In the Ordinary account, the interest is 2.5% or 3.5% depending on how much is in there.
In Special account, the interest is 4% or 5%.
But I don't think many Singaporeans look to it as an investment product that they can "buy" into.
First things first. If we're going to be talking about CPF, there's a few points we need to first consider.
1) Do you trust the Government of Singapore in the long term?
2) Do you think you will live in Singapore for the rest of your life?
So, if you think that CPF is a ponzi scheme, then there's nothing to talk about.
The best way to handle CPF for someone like this is to use up as much of their CPF funds by using it to buy anything they can use it for. Housing, Investments, etc.
But, if you trust the CPF and that eventually, you believe that you'll get your monies back, then the next question becomes, will you be living in Singapore in your old age.
This question isn't too important, cos IF you ever choose to migrate and take up another citizenship, then you can just withdraw all your CPF money.
So the thought process is...
IF you want to stay in Singapore when you're old, then there's no escaping the CPF Retirement Sums. Which is to set aside CPF funds so that you can enjoy CPF Life. You'll need to set aside money when you're 55 years old.
IF you don't want to stay in Singapore, then no difference, cos you can migrate and withdraw your money.
I'll put out some assumptions on how I build this train of thought.
Most Singaporeans work til 55 and above.
Most Singaporeans don't invest much, put in Fixed D, or are persuaded by bankers to buy some "safe" structured products.
Most Singaporeans will stay in Singapore for most of their lives and won't migrate.
Many Singaporeans buy too much stuff anyway and actually have excess money to save IF they wanted to, so they don't really need excess liquidity.
If we look at things this way, putting money into the CPF Special account makes a whole lot of sense.
4% isn't too shabby. It's actually a pretty good rate of return.
Someone could potentially use the CPF SA as a long term fixed deposit account.
And when the person is 55 years old, this person can take out any excess money above the Retirement Sum required.
If you don't need the flexibility of the Ordinary account, you could even transfer a bulk of the funds from the OA to the SA and enjoy a higher interest rate.
Of course, the main problem here is that we can't touch the funds from the Special account.
But if you're a frugal Singaporean with intent to work til 55 years or more, then you probably won't need too much money in the Ordinary account OR the bank account, after taking into account an emergency fund.
So for example...
You could be a very prudent Singaporean... I have a friend like this...
She wants to pay off her bank loan as soon as possible for her housing. She works in a fairly ok job. Not super high pay, but good enough. This is the same as her husband.
She is highly risk adverse, and has multiple insurance policies and she doesn't like investments.
For someone like her, she could pay the minimum monthly installment amount for her HDB loan at a fixed 2.6%, then any excess free cash, she could just use to top up her CPF SA account.
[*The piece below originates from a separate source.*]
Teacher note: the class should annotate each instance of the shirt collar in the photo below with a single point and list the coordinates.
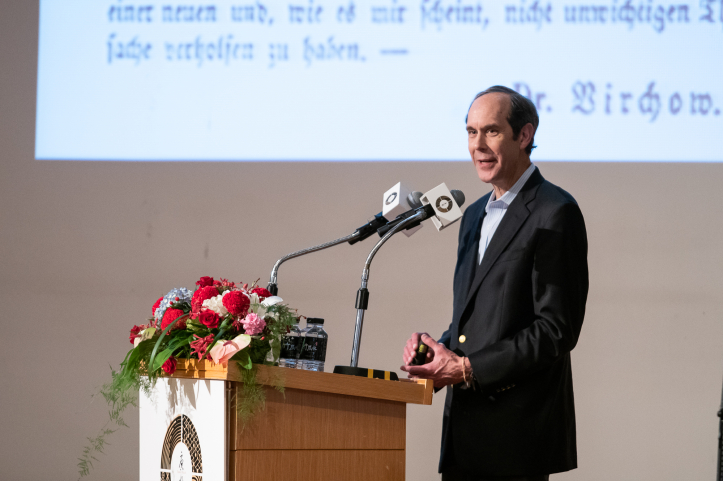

Currently, she uses her excess cash to pay off her 2.6% CPF loan. But it is actually better for her to top up her SA account.
Of course she would need to have some sort of emergency fund for any unforeseen circumstances.
Then when she reaches 55 years old, she will be able to withdraw a sizable amount from her CPF, cos in all likelihood, she would have fulfilled the CPF Retirement Sum and more.
Or even for me, I might look towards topping up my SA account.
This is similar to my older post, Defending your Position.
CPF retirement Sum, is required... If you're intending to stay in Singapore for the long term, there's no two ways about it. So it's prudent for me to top it up until the required retirement sum.
Cos maybe if I invest it, markets may be poor when I'm 55 years old and I won't have enough cash to top up my Retirement Sum, cos currently the amount in my SA and OA aren't enough for the Retirement Sum.
So for me/us, we've pretty much paid off our HDB.
Then we have set aside a chunk of money for investment.
But on the side, we also are paying off our other "debts".
Cos investments will fluctuate. The value of my investments will go up and down.
But debts don't fluctuate. We have to settle them sooner or later.
And personally, I'd rather settle my debts when my investments are up. Although this may mean I'll have less funds for even MORE investments.
BUT, at least I'm sure that when my investments are down... which I'm sure eventually they will be, cos that's the normal cycle of investments...
When when my investments are down, I'll like to have really low "debts" or maybe even no "debts".
I consider CPF Retirement Sum something like a "debt" cos... well we have to have that amount, otherwise, we will need to pledge our homes to "top up" the shortfall, and IF we sell our place, the money will be returned to CPF for the Retirement Sum.
And well... any excess can still be withdrawn at 55 years old! That's a good thing. It's a safe 4% return.
IF you trust the Government and CPF.
So maybe you could look towards the CPF Special account as an investment product instead of thinking of it as locking up your money. Cos really... 4% is a pretty good rate of return.
It could be a good addition or alternative to whatever other investments which you are already doing.